ECLI:NL:RBZLY:2010:BP0802
Rechtbank Zwolle-Lelystad
- Eerste aanleg - enkelvoudig
- P.S.I. Lichtendonk
- C.H. de Haan
- Rechtspraak.nl
Verzoek tot kosteloze vereffening en opheffing van de vereffening van een nalatenschap
In deze zaak heeft de Rechtbank Zwolle-Lelystad op 5 oktober 2010 uitspraak gedaan in een verzoek tot kosteloze vereffening en opheffing van de vereffening van een nalatenschap. Verzoekster, mw. mr. P.S.I. Lichtendonk, vertegenwoordigt een deel van de erfgenamen van de nalatenschap. De zaak betreft de wettelijke vereffening van de nalatenschap, waarbij de kantonrechter zich baseert op de relevante artikelen uit het Burgerlijk Wetboek, met name artikel 4:202 en artikel 4:209. De kantonrechter heeft vastgesteld dat de verzoekster zowel om opheffing van de vereffening als om kosteloze vereffening heeft verzocht. Dit verzoek is in overeenstemming met de praktijk, waarbij vaak blijkt dat na het voldoen aan de lichte vereffeningsverplichtingen de boedel negatief is, waardoor er weinig tot niets meer te vereffenen valt.

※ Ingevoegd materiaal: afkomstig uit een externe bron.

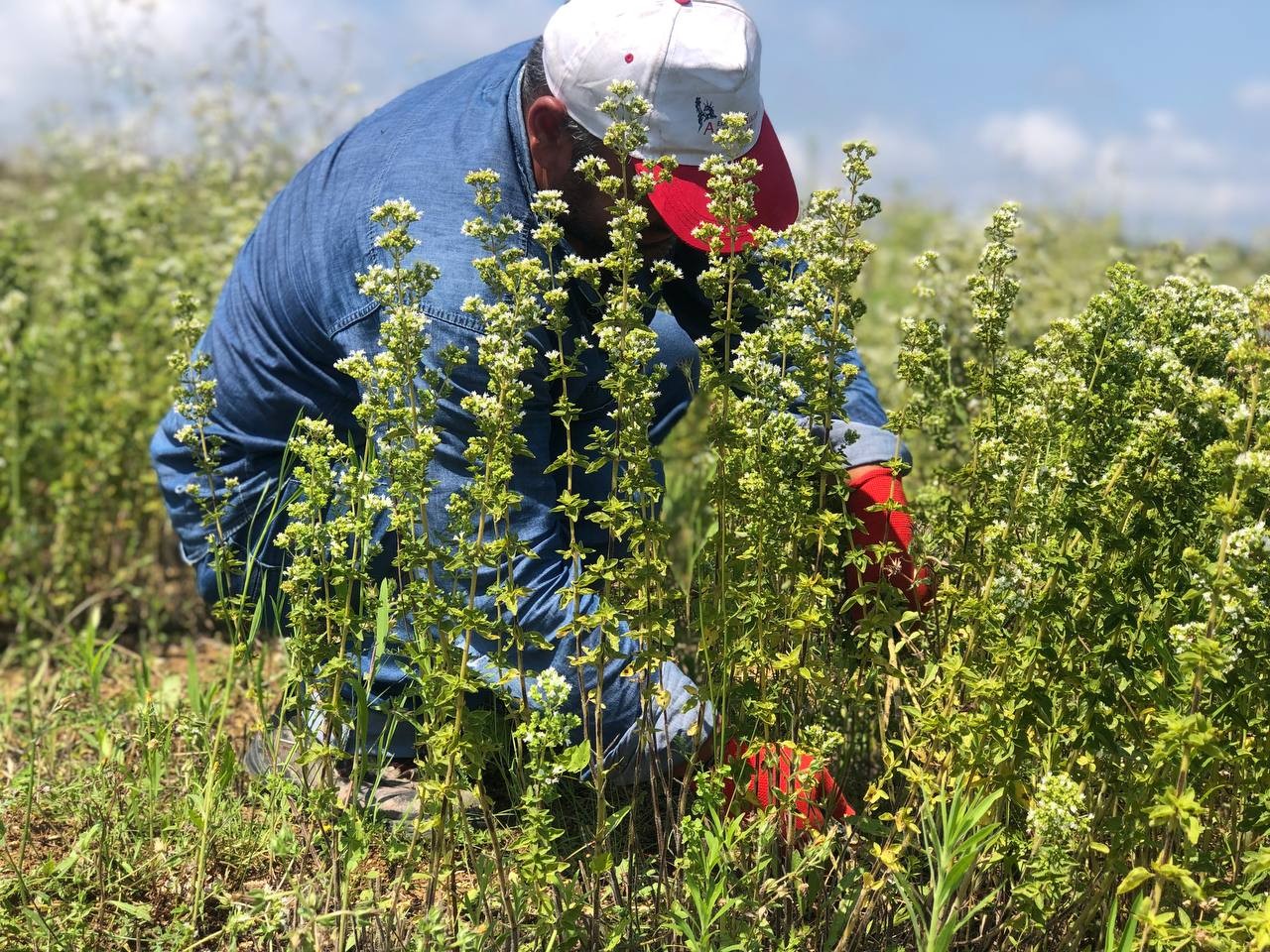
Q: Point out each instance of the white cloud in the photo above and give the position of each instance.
(1156, 172)
(1254, 95)
(1044, 144)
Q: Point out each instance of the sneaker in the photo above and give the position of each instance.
(390, 796)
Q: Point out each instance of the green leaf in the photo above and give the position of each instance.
(1137, 876)
(576, 758)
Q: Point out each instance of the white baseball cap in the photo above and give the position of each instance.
(694, 61)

De kantonrechter heeft geoordeeld dat het redelijk is om beide verzoeken in één beschikking te behandelen, ondanks dat de wettekst dit strikt genomen niet toestaat. De rechter heeft de vereffeningskosten vastgesteld op € 3.476,88 en bepaald dat het griffierecht van € 111,00 ten laste van de Staat komt. De opheffing van de vereffening is bevolen zonder dat publicatie noodzakelijk is. De beslissing is genomen zonder mondelinge behandeling, omdat de kantonrechter zich voldoende geïnformeerd achtte op basis van het ingediende verzoekschrift.

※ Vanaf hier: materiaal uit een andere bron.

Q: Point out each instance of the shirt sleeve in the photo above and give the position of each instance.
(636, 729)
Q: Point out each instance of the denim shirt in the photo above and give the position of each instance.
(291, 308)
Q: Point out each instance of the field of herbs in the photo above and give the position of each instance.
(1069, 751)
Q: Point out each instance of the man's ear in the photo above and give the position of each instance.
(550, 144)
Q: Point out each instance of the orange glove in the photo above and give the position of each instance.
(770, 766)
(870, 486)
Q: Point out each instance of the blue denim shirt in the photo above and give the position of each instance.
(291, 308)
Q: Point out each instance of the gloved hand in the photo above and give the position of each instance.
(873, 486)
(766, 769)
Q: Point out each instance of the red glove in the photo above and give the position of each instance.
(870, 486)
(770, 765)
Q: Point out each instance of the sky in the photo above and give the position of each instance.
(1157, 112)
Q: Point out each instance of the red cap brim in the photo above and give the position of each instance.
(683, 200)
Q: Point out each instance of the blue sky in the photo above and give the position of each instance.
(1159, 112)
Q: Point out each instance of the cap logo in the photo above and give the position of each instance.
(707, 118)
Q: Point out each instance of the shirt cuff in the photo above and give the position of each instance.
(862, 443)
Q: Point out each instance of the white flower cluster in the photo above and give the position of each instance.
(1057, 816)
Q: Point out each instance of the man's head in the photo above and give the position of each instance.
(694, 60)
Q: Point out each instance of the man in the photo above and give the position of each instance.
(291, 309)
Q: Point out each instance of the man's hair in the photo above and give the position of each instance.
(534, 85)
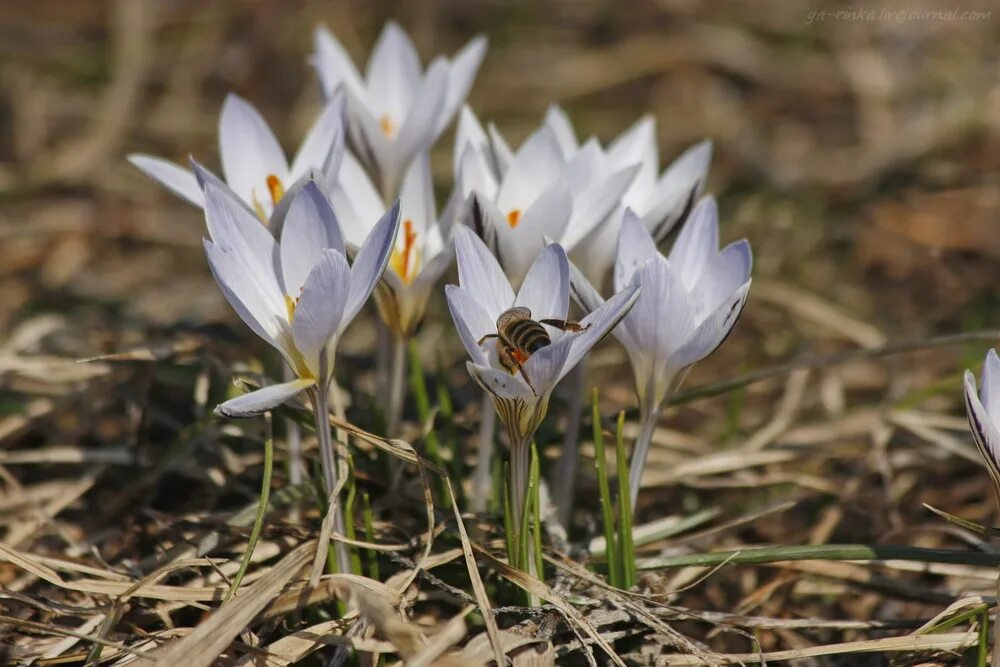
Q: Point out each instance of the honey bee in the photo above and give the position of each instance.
(518, 337)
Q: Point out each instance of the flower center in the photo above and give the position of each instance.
(275, 189)
(388, 127)
(405, 260)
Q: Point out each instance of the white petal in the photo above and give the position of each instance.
(635, 248)
(471, 321)
(334, 66)
(500, 383)
(321, 307)
(712, 331)
(250, 152)
(356, 201)
(172, 176)
(480, 274)
(546, 287)
(557, 120)
(323, 147)
(370, 263)
(984, 428)
(262, 400)
(464, 66)
(393, 73)
(678, 188)
(598, 325)
(697, 243)
(990, 392)
(547, 217)
(310, 228)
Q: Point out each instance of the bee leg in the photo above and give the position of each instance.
(487, 336)
(565, 325)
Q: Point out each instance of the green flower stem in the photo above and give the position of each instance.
(607, 509)
(265, 494)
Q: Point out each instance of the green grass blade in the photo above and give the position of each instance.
(265, 493)
(625, 543)
(607, 509)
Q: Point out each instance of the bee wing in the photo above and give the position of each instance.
(512, 315)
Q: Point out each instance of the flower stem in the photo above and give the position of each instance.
(648, 416)
(564, 480)
(484, 461)
(328, 458)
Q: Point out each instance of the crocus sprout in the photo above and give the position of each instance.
(483, 294)
(397, 110)
(518, 199)
(298, 293)
(690, 301)
(253, 162)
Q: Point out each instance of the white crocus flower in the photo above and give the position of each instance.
(483, 294)
(253, 162)
(299, 293)
(983, 410)
(660, 200)
(397, 111)
(420, 256)
(690, 301)
(519, 199)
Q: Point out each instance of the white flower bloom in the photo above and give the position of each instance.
(661, 201)
(299, 293)
(690, 302)
(397, 111)
(421, 254)
(253, 163)
(983, 409)
(483, 294)
(518, 199)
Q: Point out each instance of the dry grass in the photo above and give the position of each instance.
(861, 161)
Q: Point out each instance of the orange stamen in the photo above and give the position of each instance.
(388, 128)
(276, 189)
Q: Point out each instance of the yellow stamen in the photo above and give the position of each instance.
(513, 218)
(276, 189)
(388, 127)
(404, 261)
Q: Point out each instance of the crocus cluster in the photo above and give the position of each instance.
(297, 248)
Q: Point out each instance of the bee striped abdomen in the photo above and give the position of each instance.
(528, 335)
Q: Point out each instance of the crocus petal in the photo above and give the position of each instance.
(464, 67)
(480, 274)
(984, 429)
(262, 400)
(320, 308)
(990, 392)
(370, 263)
(310, 228)
(557, 120)
(597, 325)
(471, 320)
(547, 217)
(334, 66)
(635, 248)
(170, 175)
(324, 145)
(393, 72)
(249, 150)
(545, 290)
(697, 243)
(677, 189)
(711, 333)
(237, 231)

De uitspraak biedt duidelijkheid over de toepassing van de wettelijke vereffeningsverplichtingen en de mogelijkheden voor erfgenamen om de kosten van de vereffening te minimaliseren. De kantonrechter heeft benadrukt dat de vereffenaar moet voldoen aan de verplichtingen zoals het opmaken van een boedelbeschrijving en het oproepen van schuldeisers, maar dat de zware vereffeningsverplichtingen niet van toepassing zijn. De beslissing kan binnen drie maanden na de dagtekening in hoger beroep worden aangevochten.